Three Billionaire Investors Discuss the Future of CRE

By editor|Dec 1, 2009, 10:09 AM|Author's Website  

While those in the commercial real estate market are hardly in a festive mood, reports that the sector is likely to collapse and trigger a second recession are exaggerated, three billionaire investors told CNBC Tuesday.

“I just don’t believe that’s the case,” Sam Zell, chairman of Equity Group Investment, said about speculation that CRE represents a threat to the system or the next leg down of the financial crisis. “We haven’t had a new real estate asset of any significance committed since July 2007,” Zell said, adding that it may take another 24-36 months before a major project is committed.

“I think it’s going to be a long, hard struggle even without new construction,” Wilbur Ross, chairman and CEO of WL Ross & Co., said. “I think it is going to be tragic for the equity owners and for some of the lenders.”

Ross said he sees regional banks as being the biggest victims in the CRE crisis, since 80% of all the maturities coming due in the next two years are held mostly by them.

Building values have declined by as much as 35-40+% around the country, and even more in areas where prices soared the highest.
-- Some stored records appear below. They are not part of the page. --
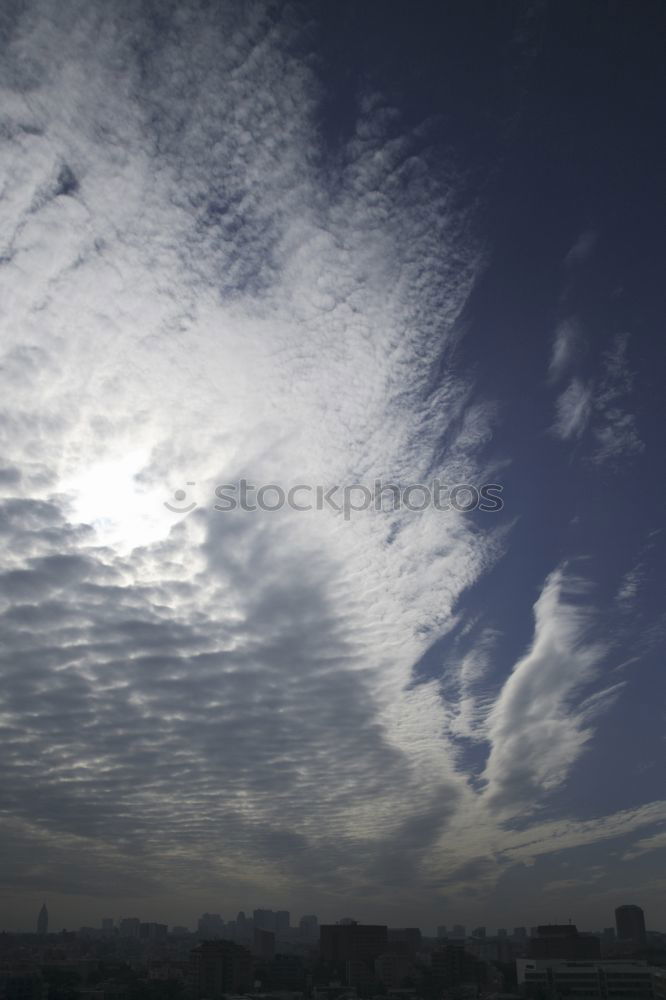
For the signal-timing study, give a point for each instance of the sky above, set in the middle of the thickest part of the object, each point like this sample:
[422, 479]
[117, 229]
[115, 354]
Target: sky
[328, 244]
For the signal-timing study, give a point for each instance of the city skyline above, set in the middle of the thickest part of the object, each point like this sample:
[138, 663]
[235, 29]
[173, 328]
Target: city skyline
[393, 276]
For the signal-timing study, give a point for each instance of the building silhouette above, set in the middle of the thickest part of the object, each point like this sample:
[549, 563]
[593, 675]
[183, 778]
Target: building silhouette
[353, 948]
[630, 924]
[221, 967]
[562, 941]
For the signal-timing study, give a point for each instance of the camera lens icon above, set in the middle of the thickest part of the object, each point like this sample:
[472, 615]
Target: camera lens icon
[179, 496]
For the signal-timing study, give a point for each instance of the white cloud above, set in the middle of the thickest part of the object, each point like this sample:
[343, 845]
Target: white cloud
[657, 842]
[536, 730]
[573, 410]
[565, 344]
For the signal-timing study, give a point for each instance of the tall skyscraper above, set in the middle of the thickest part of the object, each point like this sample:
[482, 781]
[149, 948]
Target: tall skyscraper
[630, 924]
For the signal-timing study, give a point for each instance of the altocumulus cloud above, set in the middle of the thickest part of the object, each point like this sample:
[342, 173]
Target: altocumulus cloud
[191, 293]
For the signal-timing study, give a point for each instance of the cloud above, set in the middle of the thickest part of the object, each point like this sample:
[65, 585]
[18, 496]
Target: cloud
[645, 845]
[616, 429]
[565, 343]
[190, 297]
[573, 410]
[536, 730]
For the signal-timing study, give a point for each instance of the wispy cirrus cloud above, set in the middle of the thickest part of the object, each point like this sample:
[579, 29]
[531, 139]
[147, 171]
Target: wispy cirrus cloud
[536, 730]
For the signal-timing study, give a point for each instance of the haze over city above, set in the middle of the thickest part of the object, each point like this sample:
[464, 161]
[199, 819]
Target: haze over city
[331, 485]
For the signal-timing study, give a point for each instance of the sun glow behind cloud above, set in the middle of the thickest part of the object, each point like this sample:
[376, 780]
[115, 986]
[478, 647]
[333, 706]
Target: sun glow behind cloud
[191, 299]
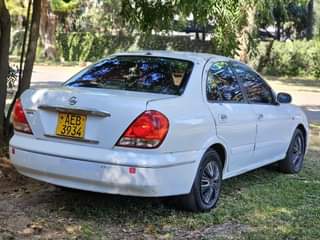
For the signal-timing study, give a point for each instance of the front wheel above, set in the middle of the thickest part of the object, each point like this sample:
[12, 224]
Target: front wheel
[293, 162]
[206, 188]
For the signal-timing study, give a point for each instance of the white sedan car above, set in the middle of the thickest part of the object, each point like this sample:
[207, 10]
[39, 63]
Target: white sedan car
[157, 124]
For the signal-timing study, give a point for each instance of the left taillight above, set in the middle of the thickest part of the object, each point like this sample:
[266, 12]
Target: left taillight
[19, 120]
[147, 131]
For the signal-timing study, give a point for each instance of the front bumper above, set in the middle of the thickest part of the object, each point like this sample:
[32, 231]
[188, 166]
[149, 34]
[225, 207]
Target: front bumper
[114, 171]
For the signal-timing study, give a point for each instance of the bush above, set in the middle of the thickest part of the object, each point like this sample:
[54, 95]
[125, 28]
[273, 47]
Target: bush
[292, 58]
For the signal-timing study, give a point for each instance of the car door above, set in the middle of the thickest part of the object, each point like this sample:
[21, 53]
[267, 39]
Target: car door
[235, 120]
[273, 120]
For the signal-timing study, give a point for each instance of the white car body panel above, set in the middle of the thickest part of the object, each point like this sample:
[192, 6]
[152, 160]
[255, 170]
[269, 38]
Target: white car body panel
[196, 125]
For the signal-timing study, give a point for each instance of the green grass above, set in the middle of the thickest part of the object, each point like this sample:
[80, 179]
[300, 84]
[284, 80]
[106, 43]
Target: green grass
[266, 203]
[263, 204]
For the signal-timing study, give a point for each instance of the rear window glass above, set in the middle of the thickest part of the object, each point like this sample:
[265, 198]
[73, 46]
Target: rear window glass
[136, 73]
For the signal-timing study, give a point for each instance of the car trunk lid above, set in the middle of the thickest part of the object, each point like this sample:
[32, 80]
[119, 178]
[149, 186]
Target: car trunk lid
[108, 113]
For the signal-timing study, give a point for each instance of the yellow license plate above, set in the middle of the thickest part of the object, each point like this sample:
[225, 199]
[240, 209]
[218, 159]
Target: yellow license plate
[71, 125]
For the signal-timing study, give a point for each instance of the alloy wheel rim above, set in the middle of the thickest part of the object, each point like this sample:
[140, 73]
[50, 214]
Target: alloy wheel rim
[210, 183]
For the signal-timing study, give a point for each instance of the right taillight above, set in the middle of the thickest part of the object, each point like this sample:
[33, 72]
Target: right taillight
[147, 131]
[19, 119]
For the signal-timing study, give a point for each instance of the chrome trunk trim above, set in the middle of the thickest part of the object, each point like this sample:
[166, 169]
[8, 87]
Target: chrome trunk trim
[77, 110]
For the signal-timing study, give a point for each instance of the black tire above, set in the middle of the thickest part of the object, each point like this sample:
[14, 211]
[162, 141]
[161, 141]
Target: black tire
[201, 199]
[293, 161]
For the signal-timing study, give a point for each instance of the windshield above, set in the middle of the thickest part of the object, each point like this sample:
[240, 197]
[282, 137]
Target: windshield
[136, 73]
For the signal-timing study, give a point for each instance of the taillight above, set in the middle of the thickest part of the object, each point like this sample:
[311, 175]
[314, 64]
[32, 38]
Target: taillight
[19, 119]
[147, 131]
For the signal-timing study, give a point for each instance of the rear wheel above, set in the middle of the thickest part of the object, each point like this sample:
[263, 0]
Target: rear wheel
[293, 162]
[206, 188]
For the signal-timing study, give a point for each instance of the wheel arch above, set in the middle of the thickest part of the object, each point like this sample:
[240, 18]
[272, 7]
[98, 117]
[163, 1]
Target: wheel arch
[303, 129]
[222, 152]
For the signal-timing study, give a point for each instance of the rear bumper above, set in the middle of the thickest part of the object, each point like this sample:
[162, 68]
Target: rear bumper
[155, 175]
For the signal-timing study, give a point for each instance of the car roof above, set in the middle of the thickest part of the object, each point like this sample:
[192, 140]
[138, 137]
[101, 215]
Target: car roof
[191, 56]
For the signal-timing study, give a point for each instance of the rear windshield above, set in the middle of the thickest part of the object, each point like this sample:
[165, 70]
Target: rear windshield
[136, 73]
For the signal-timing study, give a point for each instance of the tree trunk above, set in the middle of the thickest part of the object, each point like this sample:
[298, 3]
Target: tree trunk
[265, 58]
[245, 35]
[278, 25]
[32, 47]
[48, 23]
[5, 25]
[310, 20]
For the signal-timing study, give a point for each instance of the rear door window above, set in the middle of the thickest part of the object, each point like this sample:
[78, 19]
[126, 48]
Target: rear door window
[136, 73]
[222, 85]
[255, 87]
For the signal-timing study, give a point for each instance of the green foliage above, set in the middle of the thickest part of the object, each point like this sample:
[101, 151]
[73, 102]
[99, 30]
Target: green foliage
[62, 6]
[87, 46]
[294, 58]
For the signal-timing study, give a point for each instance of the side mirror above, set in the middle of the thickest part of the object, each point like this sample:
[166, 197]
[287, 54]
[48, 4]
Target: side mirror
[284, 98]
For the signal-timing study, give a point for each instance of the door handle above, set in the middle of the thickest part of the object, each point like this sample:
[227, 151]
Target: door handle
[223, 117]
[260, 116]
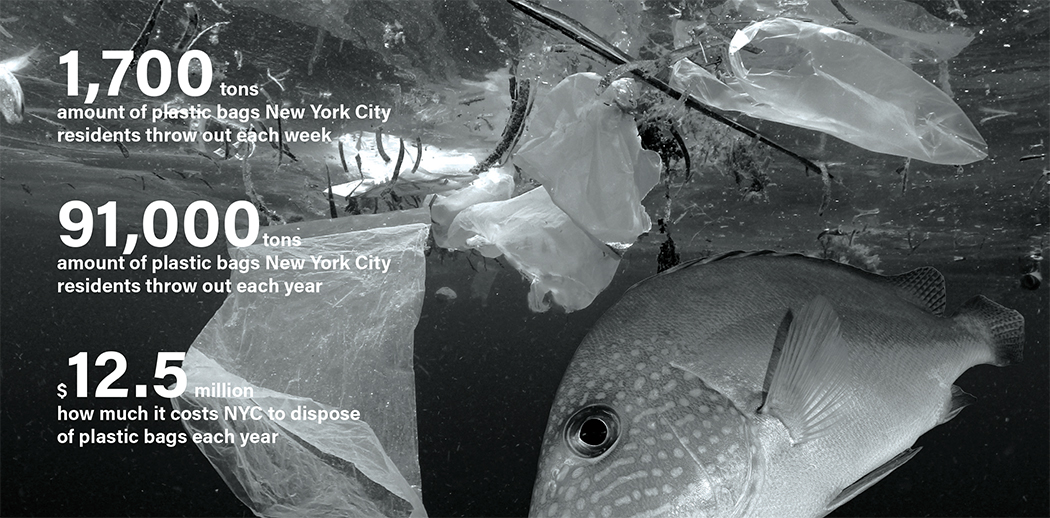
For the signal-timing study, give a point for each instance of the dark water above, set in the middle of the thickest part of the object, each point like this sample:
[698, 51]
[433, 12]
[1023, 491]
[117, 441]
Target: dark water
[486, 373]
According to Zell, ” the most severe slowdown has been in office real estate”. “I’d suspect that probably that would be the first to recover,” Zell said.

Richard LeFrak, president of the LeFrak Organization, said that considering the sector’s price deterioration “this is a generational opportunity for people to buy real estate if they have cash available”. LeFrak also said that malls are likely to suffer, as “the new norm is that nobody goes shopping, everybody is saving,” adding that mall vacancy rates run at about 11-12%.